For Asma El Ghaoui, signing with Dinamo-Sinara – 5,000 kilometres from home – was one of the toughest decisions of her life.

"When I first received the club's proposition, I was a little bit reluctant," recalls the Tunisian line player. 

"When I arrived it was a massive shock. Nobody spoke English or French and we had two, sometimes three, trainings a day. It was a completely different culture and it took some time for me to adapt." 

But if those things were hard to take, one thing was even worse: 

"The weather. In Tunisia, when it's seven or eight degrees, everybody's freezing. Imagine how I was at the beginning of winter when I had to go to training when it was minus 30!" 

But it got better after a couple of months. 

"The Russian people are very welcoming in a way that can be surprising when you come from a different culture. They don't say much, but when they appreciate you, they do it 100%."

The underdogs overcome big teams

Though her everyday life was a bit of a struggle at first, the handball side was everything she expected.

"As soon as the Champions League started we found our feet. We won some big games, like against Leipzig and Krim Mercator," explains the 23-year-old. 

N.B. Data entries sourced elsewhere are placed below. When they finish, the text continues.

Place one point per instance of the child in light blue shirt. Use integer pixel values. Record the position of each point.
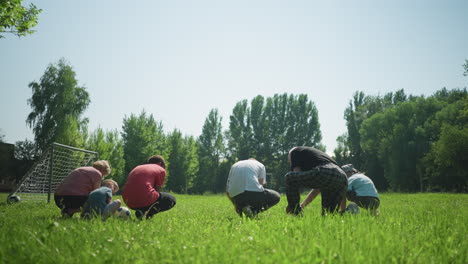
(100, 202)
(361, 189)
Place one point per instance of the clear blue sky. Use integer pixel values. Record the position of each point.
(180, 59)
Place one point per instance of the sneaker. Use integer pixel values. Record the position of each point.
(139, 214)
(248, 212)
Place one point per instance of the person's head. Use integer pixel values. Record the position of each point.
(102, 166)
(349, 169)
(111, 184)
(157, 159)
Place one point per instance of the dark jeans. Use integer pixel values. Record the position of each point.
(66, 202)
(259, 201)
(329, 178)
(165, 202)
(367, 202)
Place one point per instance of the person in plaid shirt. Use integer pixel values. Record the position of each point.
(312, 168)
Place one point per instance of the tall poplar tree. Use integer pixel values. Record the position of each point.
(58, 103)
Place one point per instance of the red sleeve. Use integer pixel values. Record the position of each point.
(160, 177)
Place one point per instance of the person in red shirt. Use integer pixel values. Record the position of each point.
(71, 194)
(142, 191)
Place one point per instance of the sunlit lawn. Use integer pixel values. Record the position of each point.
(412, 228)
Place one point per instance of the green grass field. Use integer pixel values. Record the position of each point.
(411, 228)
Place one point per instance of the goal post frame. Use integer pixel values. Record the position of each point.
(50, 168)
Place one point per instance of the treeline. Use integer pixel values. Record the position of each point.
(403, 142)
(409, 143)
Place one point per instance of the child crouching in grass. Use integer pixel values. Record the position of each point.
(100, 202)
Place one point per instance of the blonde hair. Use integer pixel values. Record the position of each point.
(102, 166)
(114, 184)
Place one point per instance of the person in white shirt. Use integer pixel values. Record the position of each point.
(245, 188)
(361, 190)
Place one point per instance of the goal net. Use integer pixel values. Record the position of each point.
(52, 167)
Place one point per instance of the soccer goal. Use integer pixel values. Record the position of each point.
(46, 174)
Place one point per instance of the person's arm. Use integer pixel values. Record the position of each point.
(310, 197)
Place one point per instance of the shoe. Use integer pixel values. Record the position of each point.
(139, 214)
(248, 212)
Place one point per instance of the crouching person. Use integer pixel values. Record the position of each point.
(100, 202)
(142, 191)
(361, 190)
(245, 188)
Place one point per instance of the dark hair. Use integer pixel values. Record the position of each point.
(157, 159)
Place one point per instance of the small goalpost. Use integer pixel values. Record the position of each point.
(49, 170)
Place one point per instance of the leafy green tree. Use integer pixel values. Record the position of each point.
(17, 19)
(446, 163)
(268, 129)
(342, 152)
(191, 165)
(240, 131)
(210, 149)
(58, 104)
(142, 137)
(26, 150)
(110, 147)
(183, 162)
(465, 66)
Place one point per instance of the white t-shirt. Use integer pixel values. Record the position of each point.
(244, 176)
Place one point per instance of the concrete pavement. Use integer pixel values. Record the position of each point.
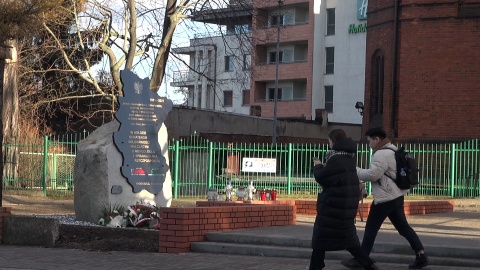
(445, 235)
(34, 258)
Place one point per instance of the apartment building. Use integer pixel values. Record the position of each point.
(218, 73)
(422, 69)
(311, 53)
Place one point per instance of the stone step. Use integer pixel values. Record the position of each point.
(302, 252)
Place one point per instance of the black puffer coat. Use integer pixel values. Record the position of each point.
(337, 204)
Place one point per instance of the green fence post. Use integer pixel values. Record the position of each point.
(210, 164)
(289, 170)
(452, 171)
(175, 169)
(45, 164)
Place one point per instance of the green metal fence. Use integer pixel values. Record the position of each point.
(41, 165)
(46, 165)
(446, 169)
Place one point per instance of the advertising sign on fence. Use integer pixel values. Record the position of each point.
(259, 165)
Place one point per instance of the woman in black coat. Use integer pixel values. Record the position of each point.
(337, 204)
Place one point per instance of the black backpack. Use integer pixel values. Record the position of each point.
(407, 169)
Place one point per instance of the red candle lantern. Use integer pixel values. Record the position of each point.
(263, 195)
(273, 194)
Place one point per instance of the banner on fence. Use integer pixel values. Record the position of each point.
(259, 165)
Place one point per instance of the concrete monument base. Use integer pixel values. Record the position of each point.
(99, 183)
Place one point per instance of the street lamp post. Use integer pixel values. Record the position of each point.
(277, 60)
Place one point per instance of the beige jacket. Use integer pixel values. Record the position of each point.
(383, 188)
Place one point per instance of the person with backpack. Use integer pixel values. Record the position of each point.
(337, 204)
(388, 199)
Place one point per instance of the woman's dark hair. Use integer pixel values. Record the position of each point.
(376, 132)
(337, 135)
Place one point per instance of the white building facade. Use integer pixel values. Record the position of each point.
(321, 62)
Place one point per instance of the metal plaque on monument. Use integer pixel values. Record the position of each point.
(141, 114)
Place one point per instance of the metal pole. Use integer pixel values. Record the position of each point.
(275, 95)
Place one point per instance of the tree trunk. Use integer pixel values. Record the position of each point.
(10, 113)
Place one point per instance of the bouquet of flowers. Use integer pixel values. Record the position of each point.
(140, 215)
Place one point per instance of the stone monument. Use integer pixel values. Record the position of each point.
(125, 161)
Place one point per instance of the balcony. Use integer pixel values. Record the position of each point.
(183, 78)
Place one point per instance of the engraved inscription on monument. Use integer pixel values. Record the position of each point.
(141, 114)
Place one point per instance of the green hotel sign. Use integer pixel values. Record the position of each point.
(355, 29)
(362, 9)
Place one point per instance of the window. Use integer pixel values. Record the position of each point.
(247, 61)
(272, 57)
(329, 98)
(227, 98)
(330, 21)
(329, 60)
(277, 19)
(246, 97)
(377, 83)
(271, 94)
(229, 63)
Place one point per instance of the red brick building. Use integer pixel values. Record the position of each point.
(423, 68)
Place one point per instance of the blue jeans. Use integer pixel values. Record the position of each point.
(395, 212)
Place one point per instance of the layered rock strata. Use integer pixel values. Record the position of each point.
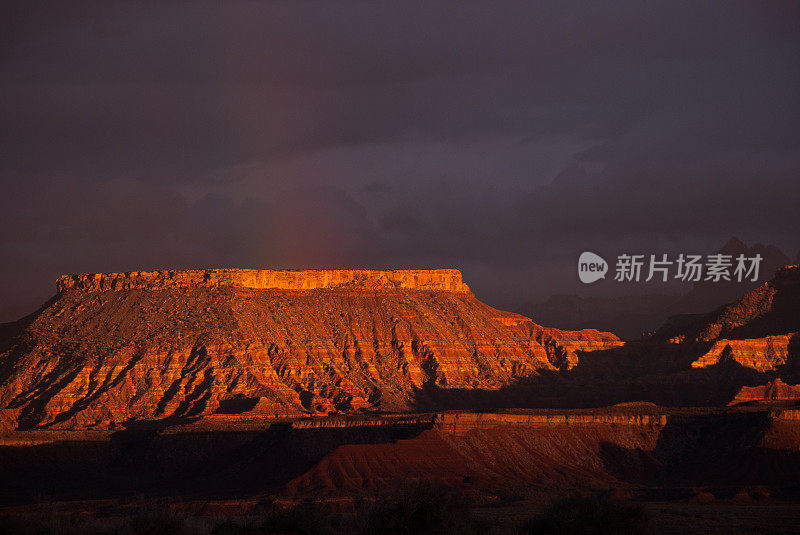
(116, 349)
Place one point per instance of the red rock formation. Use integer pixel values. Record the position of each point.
(307, 279)
(762, 354)
(772, 391)
(115, 348)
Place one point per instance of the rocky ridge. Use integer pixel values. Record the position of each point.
(112, 350)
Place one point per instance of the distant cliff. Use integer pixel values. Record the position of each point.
(114, 349)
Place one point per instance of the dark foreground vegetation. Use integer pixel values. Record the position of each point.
(412, 509)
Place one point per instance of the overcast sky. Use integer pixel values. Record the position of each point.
(499, 138)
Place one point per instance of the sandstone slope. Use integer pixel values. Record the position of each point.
(115, 349)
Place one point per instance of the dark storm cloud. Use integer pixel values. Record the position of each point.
(500, 138)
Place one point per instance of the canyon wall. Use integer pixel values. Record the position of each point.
(307, 279)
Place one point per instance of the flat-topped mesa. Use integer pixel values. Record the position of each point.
(306, 279)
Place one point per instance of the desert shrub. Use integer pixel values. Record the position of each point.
(589, 516)
(303, 518)
(155, 519)
(423, 508)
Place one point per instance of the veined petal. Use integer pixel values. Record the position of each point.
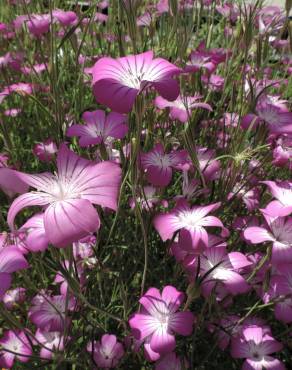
(69, 221)
(26, 200)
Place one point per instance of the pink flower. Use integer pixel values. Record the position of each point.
(65, 18)
(218, 266)
(107, 352)
(282, 191)
(38, 24)
(255, 345)
(99, 127)
(48, 312)
(193, 219)
(117, 82)
(16, 342)
(52, 342)
(11, 260)
(13, 297)
(277, 230)
(169, 362)
(45, 151)
(70, 215)
(159, 319)
(158, 165)
(35, 236)
(181, 107)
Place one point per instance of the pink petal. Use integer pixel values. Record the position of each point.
(69, 221)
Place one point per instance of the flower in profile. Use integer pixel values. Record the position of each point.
(99, 127)
(51, 342)
(69, 195)
(14, 346)
(107, 352)
(277, 230)
(194, 220)
(282, 191)
(159, 320)
(45, 151)
(180, 108)
(256, 346)
(158, 165)
(11, 260)
(117, 82)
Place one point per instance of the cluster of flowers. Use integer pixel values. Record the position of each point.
(203, 245)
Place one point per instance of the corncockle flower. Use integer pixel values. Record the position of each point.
(65, 18)
(282, 191)
(117, 82)
(256, 346)
(38, 24)
(181, 107)
(45, 151)
(159, 319)
(13, 297)
(11, 260)
(169, 362)
(35, 239)
(52, 342)
(158, 165)
(14, 346)
(107, 352)
(277, 230)
(48, 314)
(70, 215)
(99, 127)
(223, 267)
(193, 219)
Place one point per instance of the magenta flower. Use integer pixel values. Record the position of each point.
(224, 268)
(277, 230)
(158, 165)
(169, 362)
(117, 82)
(70, 215)
(16, 342)
(193, 219)
(99, 128)
(107, 352)
(11, 260)
(52, 342)
(48, 312)
(181, 107)
(283, 193)
(45, 151)
(13, 297)
(35, 236)
(255, 345)
(38, 24)
(159, 319)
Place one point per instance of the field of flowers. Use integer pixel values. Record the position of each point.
(145, 185)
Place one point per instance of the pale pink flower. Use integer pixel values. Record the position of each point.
(117, 82)
(70, 215)
(277, 230)
(159, 319)
(99, 128)
(107, 352)
(256, 346)
(158, 165)
(180, 108)
(193, 219)
(14, 346)
(51, 342)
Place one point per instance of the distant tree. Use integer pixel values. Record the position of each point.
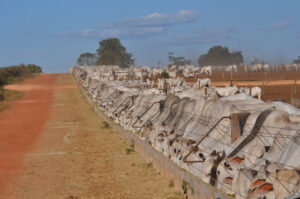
(87, 59)
(179, 61)
(220, 56)
(112, 52)
(297, 60)
(164, 75)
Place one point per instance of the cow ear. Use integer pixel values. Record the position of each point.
(213, 153)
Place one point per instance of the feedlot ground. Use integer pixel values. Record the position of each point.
(74, 157)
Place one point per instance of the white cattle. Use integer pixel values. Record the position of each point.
(206, 70)
(226, 91)
(201, 83)
(253, 92)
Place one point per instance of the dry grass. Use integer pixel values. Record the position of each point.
(9, 95)
(77, 158)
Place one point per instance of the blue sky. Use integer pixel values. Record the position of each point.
(52, 33)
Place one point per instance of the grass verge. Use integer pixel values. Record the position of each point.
(7, 96)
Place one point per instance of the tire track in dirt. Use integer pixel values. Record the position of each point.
(21, 124)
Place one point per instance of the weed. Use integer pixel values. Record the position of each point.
(176, 195)
(186, 187)
(130, 149)
(171, 183)
(149, 165)
(105, 125)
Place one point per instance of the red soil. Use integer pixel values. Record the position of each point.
(22, 123)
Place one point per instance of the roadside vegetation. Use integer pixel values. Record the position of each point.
(12, 74)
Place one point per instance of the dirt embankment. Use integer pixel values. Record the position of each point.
(75, 157)
(21, 124)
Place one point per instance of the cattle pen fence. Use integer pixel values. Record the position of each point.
(197, 188)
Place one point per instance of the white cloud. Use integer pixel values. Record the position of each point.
(126, 33)
(140, 27)
(277, 26)
(202, 36)
(158, 19)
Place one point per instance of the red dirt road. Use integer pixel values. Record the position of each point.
(21, 124)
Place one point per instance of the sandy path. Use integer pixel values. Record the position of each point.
(75, 158)
(21, 124)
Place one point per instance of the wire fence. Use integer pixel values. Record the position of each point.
(192, 124)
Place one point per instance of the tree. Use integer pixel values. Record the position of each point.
(112, 52)
(178, 61)
(87, 59)
(297, 60)
(220, 56)
(257, 61)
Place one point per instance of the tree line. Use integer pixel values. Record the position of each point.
(112, 52)
(10, 74)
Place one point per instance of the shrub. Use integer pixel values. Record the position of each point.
(105, 125)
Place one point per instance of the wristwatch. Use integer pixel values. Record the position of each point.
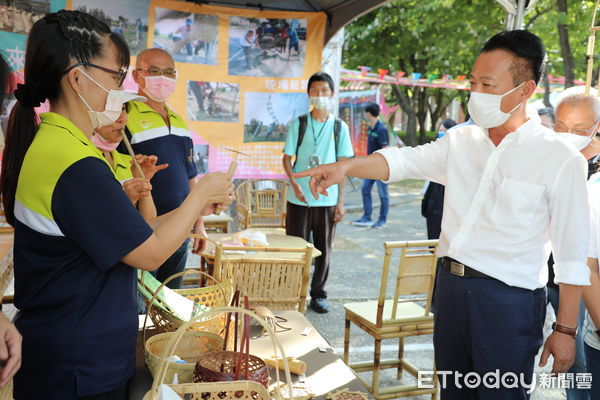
(564, 329)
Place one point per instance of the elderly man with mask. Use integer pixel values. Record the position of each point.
(512, 189)
(153, 127)
(576, 121)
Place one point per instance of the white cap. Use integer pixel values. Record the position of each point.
(133, 97)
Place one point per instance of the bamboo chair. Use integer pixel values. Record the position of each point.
(397, 317)
(274, 277)
(261, 203)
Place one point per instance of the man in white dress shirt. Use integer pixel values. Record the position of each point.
(513, 189)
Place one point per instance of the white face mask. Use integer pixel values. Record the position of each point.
(485, 109)
(320, 102)
(112, 109)
(579, 141)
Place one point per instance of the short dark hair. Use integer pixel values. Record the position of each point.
(527, 49)
(549, 111)
(320, 77)
(448, 123)
(373, 109)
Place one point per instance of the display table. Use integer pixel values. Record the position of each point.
(275, 238)
(217, 223)
(325, 372)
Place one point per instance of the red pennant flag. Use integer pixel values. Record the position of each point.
(382, 73)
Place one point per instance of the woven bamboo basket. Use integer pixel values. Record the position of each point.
(230, 390)
(191, 346)
(223, 365)
(165, 320)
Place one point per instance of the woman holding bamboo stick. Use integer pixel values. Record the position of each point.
(78, 237)
(135, 175)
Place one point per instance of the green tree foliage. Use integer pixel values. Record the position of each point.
(573, 17)
(443, 37)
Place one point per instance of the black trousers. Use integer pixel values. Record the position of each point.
(486, 327)
(121, 393)
(301, 221)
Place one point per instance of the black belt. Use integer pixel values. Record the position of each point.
(459, 269)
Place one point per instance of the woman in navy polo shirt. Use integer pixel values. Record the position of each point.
(77, 235)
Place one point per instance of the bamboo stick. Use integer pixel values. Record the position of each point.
(231, 172)
(132, 154)
(590, 51)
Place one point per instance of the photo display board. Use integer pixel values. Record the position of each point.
(242, 74)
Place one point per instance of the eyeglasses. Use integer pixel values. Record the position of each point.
(581, 132)
(118, 76)
(155, 71)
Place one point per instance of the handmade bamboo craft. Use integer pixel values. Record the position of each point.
(231, 390)
(217, 295)
(276, 283)
(261, 203)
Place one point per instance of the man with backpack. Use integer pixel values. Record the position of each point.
(314, 139)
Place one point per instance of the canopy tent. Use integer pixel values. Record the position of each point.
(339, 12)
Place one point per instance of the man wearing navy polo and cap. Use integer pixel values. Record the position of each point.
(155, 129)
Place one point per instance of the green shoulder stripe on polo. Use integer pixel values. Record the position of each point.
(57, 145)
(144, 123)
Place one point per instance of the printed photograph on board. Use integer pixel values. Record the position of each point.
(213, 101)
(267, 47)
(126, 18)
(267, 115)
(189, 37)
(200, 158)
(18, 16)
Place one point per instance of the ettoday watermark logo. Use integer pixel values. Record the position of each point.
(504, 380)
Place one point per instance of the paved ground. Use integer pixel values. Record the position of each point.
(356, 271)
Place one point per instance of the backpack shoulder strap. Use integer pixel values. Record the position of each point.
(337, 127)
(303, 120)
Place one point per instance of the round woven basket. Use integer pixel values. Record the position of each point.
(220, 366)
(191, 347)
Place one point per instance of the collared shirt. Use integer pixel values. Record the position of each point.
(172, 145)
(504, 205)
(77, 300)
(319, 141)
(377, 137)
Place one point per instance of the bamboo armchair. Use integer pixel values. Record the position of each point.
(274, 277)
(397, 317)
(261, 203)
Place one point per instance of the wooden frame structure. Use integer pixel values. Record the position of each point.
(261, 203)
(398, 317)
(279, 283)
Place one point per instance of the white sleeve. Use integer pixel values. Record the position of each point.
(594, 196)
(427, 161)
(569, 223)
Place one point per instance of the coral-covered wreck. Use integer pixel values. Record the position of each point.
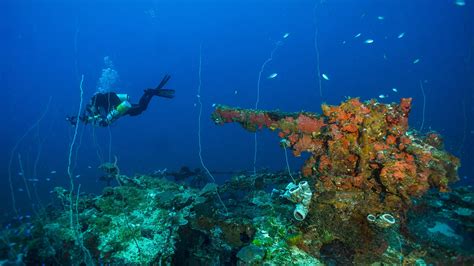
(371, 192)
(362, 148)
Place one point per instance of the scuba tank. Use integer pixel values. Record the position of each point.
(118, 111)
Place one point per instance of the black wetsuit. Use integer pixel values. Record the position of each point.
(102, 104)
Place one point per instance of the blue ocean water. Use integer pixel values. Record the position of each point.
(46, 46)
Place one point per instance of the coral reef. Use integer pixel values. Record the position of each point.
(362, 197)
(160, 221)
(362, 161)
(359, 147)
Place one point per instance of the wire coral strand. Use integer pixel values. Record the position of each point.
(288, 165)
(199, 131)
(316, 48)
(424, 106)
(13, 152)
(71, 147)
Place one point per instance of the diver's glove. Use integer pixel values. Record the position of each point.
(72, 120)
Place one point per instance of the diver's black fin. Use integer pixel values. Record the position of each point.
(165, 93)
(163, 82)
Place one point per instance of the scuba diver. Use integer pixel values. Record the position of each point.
(105, 108)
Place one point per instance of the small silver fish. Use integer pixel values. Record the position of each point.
(272, 76)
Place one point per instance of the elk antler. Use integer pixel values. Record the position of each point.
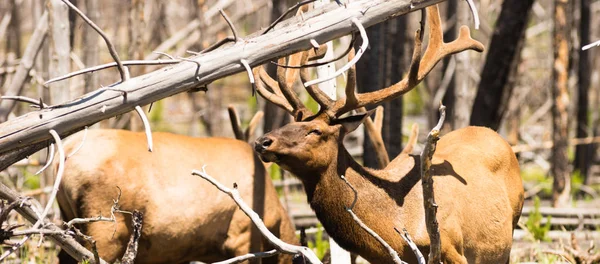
(282, 93)
(436, 51)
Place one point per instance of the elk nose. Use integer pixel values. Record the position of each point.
(262, 143)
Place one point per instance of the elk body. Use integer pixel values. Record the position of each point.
(185, 217)
(476, 175)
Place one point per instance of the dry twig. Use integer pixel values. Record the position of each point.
(428, 194)
(281, 246)
(390, 250)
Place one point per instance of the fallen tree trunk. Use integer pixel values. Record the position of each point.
(27, 134)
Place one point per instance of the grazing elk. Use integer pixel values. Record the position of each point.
(185, 218)
(477, 182)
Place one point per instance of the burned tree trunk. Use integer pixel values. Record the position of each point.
(583, 153)
(560, 119)
(381, 66)
(491, 102)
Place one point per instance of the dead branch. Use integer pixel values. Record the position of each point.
(111, 65)
(275, 241)
(235, 123)
(374, 130)
(249, 256)
(435, 253)
(132, 246)
(111, 48)
(25, 135)
(412, 140)
(406, 236)
(68, 243)
(26, 64)
(387, 246)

"We certainly benefitted from the fact that nobody believed we could make it. Dinamo-Sinara is playing Champions League for the first time and we are a bunch of young players – our opponents maybe overlooked us a bit." 

After making it to the main round, Dinamo qualified for the quarter-finals where they faced an intimidating opponent in Baia Mare.

"It was a big challenge, but we managed to beat them thanks to an amazing home performance." 

The keys to this success, she says, were "our hard defence and our very good backcourt players. Daria Dmitrieva, Olga Akopian – these girls can do everything. They can shoot, they can pass...it's a pleasure to play alongside them."

Ready to run a marathon

Now Asma is facing the biggest handball event of her young career. 

"I've played World Championships, but this is something else," she says, sounding excited. 

"It's a once-in-a-lifetime opportunity. I worked hard for it, and now is the chance to show how I've improved." 

Dinamo-Sinara will face Larvik, a team brimming with Champions League experience, in their semi-final in Budapest. But that doesn't scare the Russian team, because they have been preparing carefully especially for the Scandinavian opponent. 

"Larvik girls, they run like crazy. Sixty minutes of running, running, running...so our coach set up a really special build-up for us," El Ghaoui laughs. 

"We've been running all the time, and we will be until we meet in Budapest. I feel like I'm ready to run a marathon! We've got to be ready to step up a gear to match our opponents." 

But even though El Ghaoui is the first African to take part, she is not happy with just participating in the event:

"It will be a massive women’s handball party, and I'm honoured to be part of it – but now I want to win it. The atmosphere, the fact that we've got nothing to lose – everything's in place for us to build something special."

Dreaming of waving the Tunisian flag in Budapest

The MVM EHF FINAL4 will be made even more special for the Monastir-born line player because of the people that will travel to Budapest to attend. 

"A lot of people will be in the stands: all my former coaches, my national team trainer, people from the Tunisian federation. Even the Tunisian ambassador in Hungary will be there!" she says, slightly overwhelmed. 

"I don't know yet if my parents will be there, but I'm sure they'll be behind me wherever they are. They would be so proud for me to wave the Tunisian flag in the arena." 

With such a prestigious fan-club, you might imagine she's already ready to be some kind of a model for Tunisian handball. 

"Being an example for the young generations when I'm only 23 would feel a bit strange," Asma admits. 

"All I can give is advice to all the young girls I know that play handball: I tell them to go overseas, to progress and see something else. It sure feels like an adventure, but if you don't try your luck, you will never win."